L’Iran doit libérer le pétrolier Stena Impero, sous pavillon britannique, qu’il a arrêté il ya plus de deux mois.
La saisie du navire dans le détroit d’Hormuz en juillet a eu lieu deux semaines après la détention d’un pétrolier iranien au large de Gibraltar.
Un porte-parole du gouvernement iranien a déclaré que toutes les démarches légales avaient été accomplies pour la libération de Stena Impero, sans toutefois confirmer la date à laquelle il serait libéré.

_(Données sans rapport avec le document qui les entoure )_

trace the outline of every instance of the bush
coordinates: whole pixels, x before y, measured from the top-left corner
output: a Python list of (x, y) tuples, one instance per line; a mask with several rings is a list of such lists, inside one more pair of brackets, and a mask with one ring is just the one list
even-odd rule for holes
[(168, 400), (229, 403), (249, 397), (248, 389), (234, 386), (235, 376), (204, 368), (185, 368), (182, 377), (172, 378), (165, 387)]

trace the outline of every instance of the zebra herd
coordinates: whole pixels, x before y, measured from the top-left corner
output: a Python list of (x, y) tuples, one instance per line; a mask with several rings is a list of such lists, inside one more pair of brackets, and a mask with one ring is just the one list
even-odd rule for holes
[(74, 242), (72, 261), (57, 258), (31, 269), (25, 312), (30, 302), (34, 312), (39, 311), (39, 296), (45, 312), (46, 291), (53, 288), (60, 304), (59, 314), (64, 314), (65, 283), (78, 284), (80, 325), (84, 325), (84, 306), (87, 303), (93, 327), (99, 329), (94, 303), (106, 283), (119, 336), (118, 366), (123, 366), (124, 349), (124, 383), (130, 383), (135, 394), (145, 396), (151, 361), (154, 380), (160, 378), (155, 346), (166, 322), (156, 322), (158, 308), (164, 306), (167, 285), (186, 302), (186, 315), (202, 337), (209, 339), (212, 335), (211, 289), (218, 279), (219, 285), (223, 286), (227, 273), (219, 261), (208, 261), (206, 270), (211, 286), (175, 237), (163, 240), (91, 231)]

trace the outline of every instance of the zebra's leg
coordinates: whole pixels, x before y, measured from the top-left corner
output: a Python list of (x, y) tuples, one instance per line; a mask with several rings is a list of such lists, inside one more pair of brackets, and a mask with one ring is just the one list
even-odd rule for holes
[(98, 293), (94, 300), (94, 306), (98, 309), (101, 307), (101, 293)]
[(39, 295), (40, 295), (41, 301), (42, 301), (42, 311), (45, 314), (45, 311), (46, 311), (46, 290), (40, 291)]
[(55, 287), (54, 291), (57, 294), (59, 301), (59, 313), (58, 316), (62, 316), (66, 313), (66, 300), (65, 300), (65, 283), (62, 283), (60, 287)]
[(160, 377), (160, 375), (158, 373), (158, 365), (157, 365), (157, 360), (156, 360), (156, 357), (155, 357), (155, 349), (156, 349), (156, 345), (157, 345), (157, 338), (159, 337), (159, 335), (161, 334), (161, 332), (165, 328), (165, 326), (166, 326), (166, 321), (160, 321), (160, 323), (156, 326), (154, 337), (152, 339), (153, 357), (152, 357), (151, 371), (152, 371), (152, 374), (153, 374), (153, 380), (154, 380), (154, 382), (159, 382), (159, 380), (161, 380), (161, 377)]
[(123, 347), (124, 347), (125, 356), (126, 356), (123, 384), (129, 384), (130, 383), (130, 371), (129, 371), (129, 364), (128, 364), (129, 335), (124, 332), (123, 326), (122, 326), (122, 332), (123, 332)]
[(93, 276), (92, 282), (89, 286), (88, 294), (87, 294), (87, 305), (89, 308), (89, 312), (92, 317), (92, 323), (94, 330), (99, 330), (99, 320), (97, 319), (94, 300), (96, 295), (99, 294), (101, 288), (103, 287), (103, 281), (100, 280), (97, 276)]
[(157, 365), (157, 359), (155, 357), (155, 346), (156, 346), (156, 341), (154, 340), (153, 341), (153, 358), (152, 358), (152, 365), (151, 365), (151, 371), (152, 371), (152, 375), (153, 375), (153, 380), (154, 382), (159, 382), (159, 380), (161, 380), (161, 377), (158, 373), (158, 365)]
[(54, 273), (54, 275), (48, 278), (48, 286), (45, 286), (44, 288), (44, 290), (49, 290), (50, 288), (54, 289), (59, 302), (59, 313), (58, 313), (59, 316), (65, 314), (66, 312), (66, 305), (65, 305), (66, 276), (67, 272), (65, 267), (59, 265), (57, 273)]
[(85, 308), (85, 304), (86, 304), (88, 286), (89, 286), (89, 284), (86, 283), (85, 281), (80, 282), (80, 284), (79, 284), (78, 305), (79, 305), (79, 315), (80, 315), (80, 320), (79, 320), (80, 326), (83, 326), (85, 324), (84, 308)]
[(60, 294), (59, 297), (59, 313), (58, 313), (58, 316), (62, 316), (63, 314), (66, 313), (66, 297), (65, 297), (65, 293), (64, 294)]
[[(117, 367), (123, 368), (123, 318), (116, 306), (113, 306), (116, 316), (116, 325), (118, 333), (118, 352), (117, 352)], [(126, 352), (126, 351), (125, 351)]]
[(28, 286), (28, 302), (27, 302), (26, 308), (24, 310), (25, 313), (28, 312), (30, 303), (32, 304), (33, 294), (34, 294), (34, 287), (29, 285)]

"Le travail juridique pour le pétrolier est terminé et le pétrolier peut se déplacer, et les décisions indiquent la fin de la détention", a déclaré le porte-parole.
Plus tôt ce mois-ci, l'Iran a libéré sept des 23 membres d'équipage à bord du Stena Impero, propriété de la Suède.
Ils ont été transportés hors de l'Iran, tandis que les 16 membres d'équipage restants devaient rester sur le navire pour le conduire en toute sécurité.
Le navire était détenu par l'Iran le 19 juillet, après que le Royaume-Uni eut saisi le pétrolier iranien Adrian Darya 1, le 4 juillet, pour avoir présumé de violations du droit de la mer.
Le navire iranien, anciennement connu sous le nom de Grace 1, a été mis en fourrière après que le Royal Marines britannique l'ait ramené en rappel et placé son équipage en garde à vue, car il craignait de rompre les sanctions contre la Syrie en livrant du pétrole iranien au régime du président Assad.
Le pétrolier iranien a été relâché par la suite lorsque les autorités ont reçu une promesse de Téhéran de ne pas aller en Syrie.
Cependant, des images satellites ont montré le navire stationné près d'un port en Syrie après sa libération.
Cela a provoqué une réaction de colère du ministère des Affaires étrangères, qui a déclaré qu'il était clair que l'Iran avait manqué à ses engagements et que le pétrole avait été "transféré en Syrie et au régime meurtrier d'Assad".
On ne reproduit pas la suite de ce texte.